Example (grouped frequency table)
Marks of 40 students are grouped as follows:
| Class (marks) | Frequency f | Class mark m | f × m | Cumulative cf |
|---|---|---|---|---|
| 0–9 | 1 | 4.5 | 4.5 | 1 |
| 10–19 | 3 | 14.5 | 43.5 | 4 |
| 20–29 | 6 | 24.5 | 147.0 | 10 |
| 30–39 | 9 | 34.5 | 310.5 | 19 |
| 40–49 | 10 | 44.5 | 445.0 | 29 |
| 50–59 | 6 | 54.5 | 327.0 | 35 |
| 60–69 | 4 | 64.5 | 258.0 | 39 |
| 70–79 | 1 | 74.5 | 74.5 | 40 |
| Total | 40 | 1610.0 |
Notes: Class marks are midpoints, f × m is used to find the mean. Total frequency N = 40. Sum of f × m = 1610.
Mean (for grouped data)
Mean ≈ (Σ f × m) / N = 1610 ÷ 40 = 40.25
Tip: For many classes use the assumed-mean method to make calculations easier (especially with large numbers).
Median (using interpolation)
1. Find N/2: 40/2 = 20 → we want the 20th value.
2. Find the class containing the 20th value: cumulative cf shows 19 for 30–39 and 29 for 40–49, so median class is 40–49.
Use formula (with class boundaries): median = L + ((N/2 − cf_prev) / f_m) × h
Here: L = 39.5 (lower boundary of 40–49), cf_prev = 19, f_m = 10, h = 10
median = 39.5 + ((20 − 19) / 10) × 10 = 39.5 + 1 = 40.5
Mode (most frequent class, interpolation)
Modal class is 40–49 (frequency 10).
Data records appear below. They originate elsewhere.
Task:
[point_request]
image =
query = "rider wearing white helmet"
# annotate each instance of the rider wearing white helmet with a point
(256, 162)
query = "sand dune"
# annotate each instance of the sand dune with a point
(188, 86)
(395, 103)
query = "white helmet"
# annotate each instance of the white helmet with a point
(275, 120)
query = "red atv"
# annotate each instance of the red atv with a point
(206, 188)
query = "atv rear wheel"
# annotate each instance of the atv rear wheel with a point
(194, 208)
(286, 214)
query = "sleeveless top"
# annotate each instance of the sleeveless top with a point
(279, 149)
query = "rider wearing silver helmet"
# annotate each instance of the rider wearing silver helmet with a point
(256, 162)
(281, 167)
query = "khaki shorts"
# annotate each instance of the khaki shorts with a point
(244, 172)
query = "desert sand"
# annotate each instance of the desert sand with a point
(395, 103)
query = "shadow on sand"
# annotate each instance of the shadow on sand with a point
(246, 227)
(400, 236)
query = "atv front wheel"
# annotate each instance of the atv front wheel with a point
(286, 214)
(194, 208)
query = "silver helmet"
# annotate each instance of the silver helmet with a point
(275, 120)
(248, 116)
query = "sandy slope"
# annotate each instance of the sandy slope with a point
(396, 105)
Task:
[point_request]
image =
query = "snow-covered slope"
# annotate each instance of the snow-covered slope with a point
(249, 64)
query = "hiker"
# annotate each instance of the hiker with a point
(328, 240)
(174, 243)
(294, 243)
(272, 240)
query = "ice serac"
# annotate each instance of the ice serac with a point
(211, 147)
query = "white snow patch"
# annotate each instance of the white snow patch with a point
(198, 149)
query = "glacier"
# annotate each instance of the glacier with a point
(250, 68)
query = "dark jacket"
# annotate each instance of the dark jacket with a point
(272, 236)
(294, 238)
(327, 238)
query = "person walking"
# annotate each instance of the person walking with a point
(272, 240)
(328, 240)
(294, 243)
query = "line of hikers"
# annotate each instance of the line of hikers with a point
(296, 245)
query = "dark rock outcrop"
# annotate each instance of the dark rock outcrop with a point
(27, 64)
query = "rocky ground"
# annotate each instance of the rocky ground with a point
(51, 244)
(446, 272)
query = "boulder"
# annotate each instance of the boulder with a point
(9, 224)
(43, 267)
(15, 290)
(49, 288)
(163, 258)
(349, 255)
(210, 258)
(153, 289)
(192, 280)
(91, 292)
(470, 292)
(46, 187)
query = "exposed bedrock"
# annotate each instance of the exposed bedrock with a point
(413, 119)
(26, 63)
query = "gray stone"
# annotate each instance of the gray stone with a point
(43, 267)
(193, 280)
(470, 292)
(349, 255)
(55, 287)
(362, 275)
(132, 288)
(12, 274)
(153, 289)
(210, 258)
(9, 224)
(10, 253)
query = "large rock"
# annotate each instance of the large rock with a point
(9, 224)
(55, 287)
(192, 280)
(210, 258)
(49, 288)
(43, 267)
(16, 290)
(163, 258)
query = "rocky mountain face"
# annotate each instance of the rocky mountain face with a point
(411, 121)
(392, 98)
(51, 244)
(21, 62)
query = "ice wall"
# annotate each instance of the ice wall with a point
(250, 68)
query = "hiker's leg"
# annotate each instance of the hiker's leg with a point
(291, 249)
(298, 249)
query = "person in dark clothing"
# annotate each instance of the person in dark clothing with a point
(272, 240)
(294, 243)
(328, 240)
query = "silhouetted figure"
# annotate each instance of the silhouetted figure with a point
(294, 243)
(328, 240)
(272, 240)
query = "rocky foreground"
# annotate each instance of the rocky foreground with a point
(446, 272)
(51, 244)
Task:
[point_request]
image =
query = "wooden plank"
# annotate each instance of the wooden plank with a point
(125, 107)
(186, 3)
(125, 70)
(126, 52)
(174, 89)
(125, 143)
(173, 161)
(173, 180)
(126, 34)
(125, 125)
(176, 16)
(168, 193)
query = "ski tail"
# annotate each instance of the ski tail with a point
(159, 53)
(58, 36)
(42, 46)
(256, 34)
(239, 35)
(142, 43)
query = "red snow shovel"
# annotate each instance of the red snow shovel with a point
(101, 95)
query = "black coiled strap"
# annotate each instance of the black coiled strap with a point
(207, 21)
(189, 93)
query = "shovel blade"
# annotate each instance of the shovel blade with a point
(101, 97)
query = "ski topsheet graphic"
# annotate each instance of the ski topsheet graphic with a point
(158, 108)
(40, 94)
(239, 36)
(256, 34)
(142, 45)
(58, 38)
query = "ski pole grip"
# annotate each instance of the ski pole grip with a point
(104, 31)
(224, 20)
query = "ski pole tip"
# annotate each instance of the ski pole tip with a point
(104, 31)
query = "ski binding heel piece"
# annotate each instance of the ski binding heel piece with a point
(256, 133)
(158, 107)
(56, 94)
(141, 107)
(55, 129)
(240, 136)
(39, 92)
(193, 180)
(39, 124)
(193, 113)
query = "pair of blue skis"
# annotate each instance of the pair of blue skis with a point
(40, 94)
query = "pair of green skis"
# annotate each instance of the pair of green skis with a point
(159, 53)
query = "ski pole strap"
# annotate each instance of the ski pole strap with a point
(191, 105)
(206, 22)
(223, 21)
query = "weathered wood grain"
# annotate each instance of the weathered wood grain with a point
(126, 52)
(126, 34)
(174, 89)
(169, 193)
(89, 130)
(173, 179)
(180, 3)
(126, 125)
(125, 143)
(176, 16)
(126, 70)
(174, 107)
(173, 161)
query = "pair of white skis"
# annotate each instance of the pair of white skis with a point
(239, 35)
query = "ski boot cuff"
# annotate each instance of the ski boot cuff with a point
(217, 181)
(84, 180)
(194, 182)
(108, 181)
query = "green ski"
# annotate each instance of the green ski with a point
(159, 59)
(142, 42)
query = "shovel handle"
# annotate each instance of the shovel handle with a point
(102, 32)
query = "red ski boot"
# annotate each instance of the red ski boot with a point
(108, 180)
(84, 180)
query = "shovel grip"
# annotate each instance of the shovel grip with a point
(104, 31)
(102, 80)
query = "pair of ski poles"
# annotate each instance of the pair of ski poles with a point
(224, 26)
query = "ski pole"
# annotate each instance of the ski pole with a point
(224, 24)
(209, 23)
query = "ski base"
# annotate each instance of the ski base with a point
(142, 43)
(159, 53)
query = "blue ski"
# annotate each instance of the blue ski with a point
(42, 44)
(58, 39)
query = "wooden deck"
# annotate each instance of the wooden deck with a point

Use formula:
mode ≈ L + ((fm − f1) / (2fm − f1 − f2)) × h
Here: L = 39.5, fm = 10, f1 (previous) = 9, f2 (next) = 6, h = 10
mode = 39.5 + ((10 − 9) / (20 − 9 − 6)) × 10 = 39.5 + (1/5) × 10 = 39.5 + 2 = 41.5
Visuals: Histogram and Ogive (simple)
Below is a simple drawn histogram (bars show class frequencies) and an ogive (cumulative frequency curve) overlaid.
Interpretation: The tallest bar (40–49) has most students (modal class). The ogive helps find percentiles visually (e.g., the 50th percentile ~ median ~ 40.5).
Quick steps
- Make a frequency table with class marks and cumulative frequencies.
- Mean: Σ(f × m) ÷ N.
- Median: locate median class using cf, then interpolate using boundaries.
- Mode: locate modal class (largest f), use mode formula to interpolate.
- Draw histogram: bars of equal width, heights = frequencies. Draw ogive: plot cumulative frequency at class upper boundaries and join points.
Common mistakes & tips
- Don't forget class boundaries (e.g. 39.5) when interpolating for median and mode.
- For histogram, use class width correctly — if classes have different widths, draw bars with widths proportional to class width and use frequency density (frequency ÷ width) for height.
- Always check total frequency N before calculating mean, median and percentiles.
Practice (try these)
- From the table above, find the percentage of students who scored 50 or more.
- Using an assumed mean of 44.5, recalculate the mean (show the steps).
- If one more student scored in 70–79, what happens to the mean and median? Explain.